O Tanrı hakkında, Tanrı'nın bu dünyadaki herşeyi aştığını söylemek dışında, hiçbir şey söylenemeyeceğini iddia eder. Tanrı bu dünyayı aştığı, maddi dünyanın ötesinde bulunduğu için, maddi, sonlu ve nihayet bölünebilir olan bir varlık değildir. Madde, ruh ve zihinden her biri değiştiği için, o ne madde, ne ruh, ne de zihindir. Plotinos'a göre, Tanrı, insan zihninin düşünceleriyle sınırlanamayacağından, insanın diliyle ifade edilemez. Duyularımız da ona ulaşamaz. Plotinos için Tanrı'ya ulaşmanın tek yolu, rasyonel akılyürütmeden ya da duyusal bir tecrübeden, deneyden bağımsız olan mistik bir vecd hali içine girmektir.
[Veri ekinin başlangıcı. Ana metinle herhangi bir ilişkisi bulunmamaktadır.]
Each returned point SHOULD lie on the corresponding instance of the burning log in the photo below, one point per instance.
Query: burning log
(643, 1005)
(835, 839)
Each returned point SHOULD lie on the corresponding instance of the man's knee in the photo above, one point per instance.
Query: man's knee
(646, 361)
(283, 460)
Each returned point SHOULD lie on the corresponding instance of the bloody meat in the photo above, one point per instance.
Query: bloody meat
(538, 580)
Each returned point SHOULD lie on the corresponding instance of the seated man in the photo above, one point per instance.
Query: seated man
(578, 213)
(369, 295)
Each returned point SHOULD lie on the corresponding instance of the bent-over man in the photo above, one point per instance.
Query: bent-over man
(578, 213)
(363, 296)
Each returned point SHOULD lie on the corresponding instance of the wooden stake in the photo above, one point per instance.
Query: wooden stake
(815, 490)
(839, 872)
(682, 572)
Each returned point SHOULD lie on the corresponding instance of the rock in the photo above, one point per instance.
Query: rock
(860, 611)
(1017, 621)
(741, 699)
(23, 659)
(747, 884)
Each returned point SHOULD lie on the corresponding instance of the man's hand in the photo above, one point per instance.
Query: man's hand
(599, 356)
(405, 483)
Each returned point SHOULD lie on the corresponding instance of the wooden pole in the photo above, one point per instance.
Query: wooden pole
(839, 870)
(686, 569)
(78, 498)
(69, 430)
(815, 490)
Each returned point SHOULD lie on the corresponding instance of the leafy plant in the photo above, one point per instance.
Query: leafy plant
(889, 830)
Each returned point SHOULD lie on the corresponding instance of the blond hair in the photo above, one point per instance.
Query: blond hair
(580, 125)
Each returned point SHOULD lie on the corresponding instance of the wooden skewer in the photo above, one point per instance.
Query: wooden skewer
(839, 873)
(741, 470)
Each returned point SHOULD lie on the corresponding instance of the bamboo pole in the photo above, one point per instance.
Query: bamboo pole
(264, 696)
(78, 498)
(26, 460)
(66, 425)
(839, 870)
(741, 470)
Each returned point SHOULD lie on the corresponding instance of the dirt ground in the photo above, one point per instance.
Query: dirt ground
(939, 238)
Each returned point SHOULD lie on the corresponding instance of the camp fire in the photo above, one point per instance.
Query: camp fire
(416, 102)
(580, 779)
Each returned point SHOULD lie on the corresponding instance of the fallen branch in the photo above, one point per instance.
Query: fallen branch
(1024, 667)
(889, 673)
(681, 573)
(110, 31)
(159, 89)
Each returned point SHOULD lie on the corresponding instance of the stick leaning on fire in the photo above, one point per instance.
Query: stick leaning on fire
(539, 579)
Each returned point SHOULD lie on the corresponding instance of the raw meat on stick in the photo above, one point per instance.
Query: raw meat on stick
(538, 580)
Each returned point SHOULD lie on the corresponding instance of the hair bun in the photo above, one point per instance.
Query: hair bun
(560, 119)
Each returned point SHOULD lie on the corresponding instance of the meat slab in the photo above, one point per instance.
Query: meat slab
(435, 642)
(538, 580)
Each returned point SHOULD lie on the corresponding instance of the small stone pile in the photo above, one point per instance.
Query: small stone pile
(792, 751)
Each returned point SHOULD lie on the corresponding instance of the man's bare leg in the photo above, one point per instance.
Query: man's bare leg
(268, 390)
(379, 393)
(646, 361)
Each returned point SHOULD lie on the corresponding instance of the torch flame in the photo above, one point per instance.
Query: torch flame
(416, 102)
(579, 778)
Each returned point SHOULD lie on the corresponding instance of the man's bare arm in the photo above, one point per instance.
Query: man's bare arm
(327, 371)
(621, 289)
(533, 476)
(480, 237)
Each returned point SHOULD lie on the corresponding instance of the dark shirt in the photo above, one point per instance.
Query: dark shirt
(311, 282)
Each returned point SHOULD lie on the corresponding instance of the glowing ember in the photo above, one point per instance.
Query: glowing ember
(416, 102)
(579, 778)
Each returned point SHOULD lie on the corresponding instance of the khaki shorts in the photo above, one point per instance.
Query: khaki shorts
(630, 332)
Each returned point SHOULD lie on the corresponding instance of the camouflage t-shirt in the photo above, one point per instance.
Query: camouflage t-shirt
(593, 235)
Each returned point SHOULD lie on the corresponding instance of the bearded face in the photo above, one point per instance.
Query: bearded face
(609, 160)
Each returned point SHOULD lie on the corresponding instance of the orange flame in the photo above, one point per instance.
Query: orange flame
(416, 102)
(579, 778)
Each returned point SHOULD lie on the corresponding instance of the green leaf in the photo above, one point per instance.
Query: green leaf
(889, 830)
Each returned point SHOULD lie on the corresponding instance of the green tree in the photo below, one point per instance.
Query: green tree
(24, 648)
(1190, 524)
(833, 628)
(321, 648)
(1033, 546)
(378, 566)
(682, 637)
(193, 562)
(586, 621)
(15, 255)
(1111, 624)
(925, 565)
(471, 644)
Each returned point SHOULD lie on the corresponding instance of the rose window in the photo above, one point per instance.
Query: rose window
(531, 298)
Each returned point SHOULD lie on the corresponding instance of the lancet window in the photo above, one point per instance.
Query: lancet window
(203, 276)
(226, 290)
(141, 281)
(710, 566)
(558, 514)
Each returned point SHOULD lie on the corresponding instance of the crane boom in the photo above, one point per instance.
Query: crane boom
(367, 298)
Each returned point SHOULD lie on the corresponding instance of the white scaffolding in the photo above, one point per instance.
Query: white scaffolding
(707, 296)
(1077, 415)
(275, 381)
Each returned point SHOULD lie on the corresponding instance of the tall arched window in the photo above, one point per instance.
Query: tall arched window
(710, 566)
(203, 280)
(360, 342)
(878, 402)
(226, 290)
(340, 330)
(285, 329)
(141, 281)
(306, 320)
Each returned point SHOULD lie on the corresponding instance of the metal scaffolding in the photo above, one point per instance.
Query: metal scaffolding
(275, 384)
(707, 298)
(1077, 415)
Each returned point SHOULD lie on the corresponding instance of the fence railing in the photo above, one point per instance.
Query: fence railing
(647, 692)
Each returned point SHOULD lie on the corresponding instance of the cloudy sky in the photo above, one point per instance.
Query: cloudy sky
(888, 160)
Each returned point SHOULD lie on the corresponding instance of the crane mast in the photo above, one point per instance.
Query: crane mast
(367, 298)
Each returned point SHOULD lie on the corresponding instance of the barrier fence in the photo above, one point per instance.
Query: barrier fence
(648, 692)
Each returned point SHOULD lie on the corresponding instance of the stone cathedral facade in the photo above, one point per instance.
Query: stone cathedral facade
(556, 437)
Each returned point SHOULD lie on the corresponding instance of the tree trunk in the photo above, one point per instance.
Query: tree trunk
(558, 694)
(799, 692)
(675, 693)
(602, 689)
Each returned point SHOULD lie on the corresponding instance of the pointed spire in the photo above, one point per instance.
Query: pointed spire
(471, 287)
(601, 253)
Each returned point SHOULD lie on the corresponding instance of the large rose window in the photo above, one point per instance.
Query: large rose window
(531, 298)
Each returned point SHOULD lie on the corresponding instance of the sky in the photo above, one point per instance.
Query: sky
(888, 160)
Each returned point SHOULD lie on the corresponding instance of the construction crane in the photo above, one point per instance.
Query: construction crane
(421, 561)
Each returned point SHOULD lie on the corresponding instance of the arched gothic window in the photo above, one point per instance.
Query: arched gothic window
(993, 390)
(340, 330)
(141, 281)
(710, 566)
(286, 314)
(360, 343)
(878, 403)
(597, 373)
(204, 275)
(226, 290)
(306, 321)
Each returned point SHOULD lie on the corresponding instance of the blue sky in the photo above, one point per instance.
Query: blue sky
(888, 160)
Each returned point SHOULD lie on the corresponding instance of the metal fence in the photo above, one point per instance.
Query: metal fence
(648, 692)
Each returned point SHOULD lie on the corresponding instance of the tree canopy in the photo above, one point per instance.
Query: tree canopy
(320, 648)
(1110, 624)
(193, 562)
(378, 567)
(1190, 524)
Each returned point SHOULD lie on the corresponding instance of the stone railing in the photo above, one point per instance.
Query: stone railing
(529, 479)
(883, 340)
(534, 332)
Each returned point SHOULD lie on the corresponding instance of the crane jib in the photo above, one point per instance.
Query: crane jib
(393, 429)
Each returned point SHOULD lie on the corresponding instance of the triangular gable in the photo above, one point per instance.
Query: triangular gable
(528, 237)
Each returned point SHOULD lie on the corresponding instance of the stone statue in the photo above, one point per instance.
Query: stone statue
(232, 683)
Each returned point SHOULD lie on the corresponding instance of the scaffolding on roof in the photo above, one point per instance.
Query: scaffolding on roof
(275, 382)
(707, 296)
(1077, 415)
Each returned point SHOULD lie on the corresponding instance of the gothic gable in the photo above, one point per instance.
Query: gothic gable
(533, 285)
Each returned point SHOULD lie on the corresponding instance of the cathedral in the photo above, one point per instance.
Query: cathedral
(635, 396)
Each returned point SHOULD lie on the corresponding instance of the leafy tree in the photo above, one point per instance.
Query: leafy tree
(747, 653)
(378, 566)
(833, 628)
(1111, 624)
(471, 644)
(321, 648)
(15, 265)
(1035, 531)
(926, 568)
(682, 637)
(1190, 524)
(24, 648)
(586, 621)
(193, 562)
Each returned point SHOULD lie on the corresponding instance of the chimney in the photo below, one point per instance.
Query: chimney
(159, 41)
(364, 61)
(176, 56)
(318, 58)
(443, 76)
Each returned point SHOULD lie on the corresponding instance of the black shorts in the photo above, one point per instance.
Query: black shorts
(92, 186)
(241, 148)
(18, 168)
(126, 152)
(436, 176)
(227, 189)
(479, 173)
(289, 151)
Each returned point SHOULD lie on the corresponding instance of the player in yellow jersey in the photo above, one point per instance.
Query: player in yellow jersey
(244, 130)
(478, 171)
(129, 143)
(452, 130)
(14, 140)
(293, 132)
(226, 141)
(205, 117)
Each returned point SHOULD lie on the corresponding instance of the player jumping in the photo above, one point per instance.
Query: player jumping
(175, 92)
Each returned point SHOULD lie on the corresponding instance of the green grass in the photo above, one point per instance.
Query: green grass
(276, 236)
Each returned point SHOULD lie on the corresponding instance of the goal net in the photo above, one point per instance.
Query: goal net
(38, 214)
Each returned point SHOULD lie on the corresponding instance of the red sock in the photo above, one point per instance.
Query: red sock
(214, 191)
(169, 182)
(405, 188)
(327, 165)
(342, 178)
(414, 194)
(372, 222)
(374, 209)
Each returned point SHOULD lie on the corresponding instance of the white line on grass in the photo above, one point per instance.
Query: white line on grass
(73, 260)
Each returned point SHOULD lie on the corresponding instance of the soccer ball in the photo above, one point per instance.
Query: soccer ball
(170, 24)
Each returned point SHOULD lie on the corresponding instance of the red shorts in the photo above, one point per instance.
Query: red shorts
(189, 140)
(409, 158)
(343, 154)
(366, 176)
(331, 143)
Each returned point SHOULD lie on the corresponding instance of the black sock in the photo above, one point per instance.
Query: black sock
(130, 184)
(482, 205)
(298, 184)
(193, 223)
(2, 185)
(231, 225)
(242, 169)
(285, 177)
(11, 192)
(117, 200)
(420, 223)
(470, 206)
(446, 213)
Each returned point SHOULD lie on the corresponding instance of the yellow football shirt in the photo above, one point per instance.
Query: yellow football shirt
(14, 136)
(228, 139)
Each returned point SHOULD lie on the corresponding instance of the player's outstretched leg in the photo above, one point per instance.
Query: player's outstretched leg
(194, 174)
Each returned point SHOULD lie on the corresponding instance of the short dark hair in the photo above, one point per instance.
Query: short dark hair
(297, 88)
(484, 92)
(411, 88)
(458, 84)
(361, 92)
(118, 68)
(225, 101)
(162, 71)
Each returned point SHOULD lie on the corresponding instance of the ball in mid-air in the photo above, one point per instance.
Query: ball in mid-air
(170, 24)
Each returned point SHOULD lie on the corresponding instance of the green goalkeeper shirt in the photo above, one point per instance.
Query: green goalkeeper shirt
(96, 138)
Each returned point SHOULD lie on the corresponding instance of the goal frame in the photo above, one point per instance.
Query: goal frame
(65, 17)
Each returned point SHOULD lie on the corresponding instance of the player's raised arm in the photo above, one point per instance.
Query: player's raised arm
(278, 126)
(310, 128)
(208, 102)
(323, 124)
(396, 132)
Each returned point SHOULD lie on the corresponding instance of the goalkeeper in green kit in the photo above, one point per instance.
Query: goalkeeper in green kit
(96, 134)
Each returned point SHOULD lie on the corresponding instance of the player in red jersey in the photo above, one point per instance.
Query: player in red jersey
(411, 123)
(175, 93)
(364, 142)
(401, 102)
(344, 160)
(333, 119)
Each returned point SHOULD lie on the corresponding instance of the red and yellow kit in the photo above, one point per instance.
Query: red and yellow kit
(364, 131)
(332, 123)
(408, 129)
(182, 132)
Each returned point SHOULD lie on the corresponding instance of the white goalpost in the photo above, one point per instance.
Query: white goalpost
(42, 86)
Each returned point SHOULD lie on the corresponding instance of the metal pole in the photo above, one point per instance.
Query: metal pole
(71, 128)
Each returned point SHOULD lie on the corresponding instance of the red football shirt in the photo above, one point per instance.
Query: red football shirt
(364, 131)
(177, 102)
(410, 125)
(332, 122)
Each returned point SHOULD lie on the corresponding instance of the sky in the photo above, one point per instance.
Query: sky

Tanrı'nın bütünüyle saf ve basit olduğunu, Tanrı'da kompleks hiçbir şey bulunmadığını belirtmek, Tanrı'nın Mutlak Birlik olduğuna işaret etmek için, Plotinos Tanrı'dan Bir diye söz eder. Bir olan Varlık olarak Tanrı tanımı, Tanrı'nın değişmediğini ve dolayısıyla O'nun yaratılmamış ve bölünemez olduğunu gösterir. Zira Tanrı değişse, bölünebilse ya da yaratılmış olsa, birliğini kaybeder. Plotinos'a göre, Tanrı bir olduğu için, içinde yaşadığımız duyusal dünyadaki şeyleri yaratmış olamaz. Çünkü yaratma bir eylemdir ve her eylem bir değişme halini zorunlu kılar. Bundan dolayı, Tanrı aşkındır, O her türlü düşünce ve varlığın ötesindedir. O'na ne öz, ne varlık, ne de yaşam yüklenebilir. Çünkü bütün bu ayırım ya da yüklemler bir ikiliğe yol açarlar. Öyleyse, Tanrı hakkında, yalnızca O'nun bir, bölünemez, değişmez, ezeli ve ebedi olduğunu, varlığın ötesinde bulunduğunu, kendi kendisiyle hep aynı kaldığını, O'nun için geçmiş ya da gelecekten söz edilemeyeceğini söyleyebiliriz. Plotinos, işte bu durumda dünyanın yaradılışını ve varoluşunu açıklamak için, felsefe tarihinin ilk türüm ögretisini geliştirmiştir.